El Jesús histórico es el Cristo katà sarka, “según la carne”, del cual se sabe poco y, lo poco que se sabe, no coincide con el Cristo de la fe, el Cristo de Pablo de Tarso, ideado de manera contrafáctica y del que Pablo no fue testigo ocular, salvo por sus visiones (¡!). De la contradicción se sigue cualquier cosa. Pablo ignorará sistemáticamente a la testigo principal de la resurrección, María Magdalena, aunque Juan, puntual y esforzado por poner las cosas en su lugar, insiste con ella en su Evangelio.

Los elementos históricos y lingüísticos —que molestan mucho a los biblistas sin poderlos refutar— al ser explorados no dejan duda de que Jesús jamás aspiró a que se le asociara con el papel de Mesías, tampoco perteneció a los fariseos, esenios, celotas o gnósticos, sino que fue un taumaturgo de Galilea. Jesús tiene una incomparable superioridad. Fue un original intérprete de la ley mosaica, hizo una sugerente propuesta ética, tuvo un profundo celo por su Dios y un amor por los suyos, los judíos del siglo I. Sus compañeros de mesa eran los despreciados recaudadores de impuestos, sus amigos, entre otros.

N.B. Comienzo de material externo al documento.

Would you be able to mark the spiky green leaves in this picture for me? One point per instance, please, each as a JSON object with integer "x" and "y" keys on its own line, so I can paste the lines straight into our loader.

Los malentendidos deben ser eliminados, dada la contundencia de los datos que se tienen, un primer paso hacia el descubrimiento del hombre real que fue. En palabras de G. Vermes: “Aunque explícitamente eludió el título de “Mesías”, muy pronto le invistieron con él, haciéndole desde entonces inseparable de su imagen en el pensamiento cristiano. Por contraste, aunque aprobó la designación “profeta”, fue este uno de los primeros apelativos que la Iglesia desechó, y que nunca ha vuelto a adoptar. El resultado ha sido que, incapaz de determinar y admitir el significado histórico de las palabras registradas por los evangelistas o no deseando hacerlo, el cristianismo ortodoxo ha edificado una estructura doctrinal basada en una interpretación arbitraria de las sentencias evangélicas, una estructura que tiene que ser, por su propia naturaleza, muy vulnerable a la crítica racional”.

Todo lo anterior supone un salto epistemológico insalvable con la resurrección: el fundamento del saber no descansa sobre la experiencia de testigos presenciales de la acción del Nazoreo durante su ministerio mesiánico-escatológico en el contexto del judaísmo palestino del siglo I, sino sobre la fe subjetiva apoyada en presuntas experiencias milagrosas de un Jesús resucitado. El mismo Xavier León-Dufour, sacerdote católico y prestigioso exegeta francés, concluye que la resurrección “no es un hecho histórico, aunque sea percibida por el creyente como un hecho real”. También hay un salto teológico: el Mesías judío que vino a dar cumplimiento al Reino de Dios en Israel, fue sustituido por el Cristo de la fe, según un plan divino, encarnado y consustancial/coeterno con el Padre, es decir, un ‘hermoso’ mito, pero mito al fin.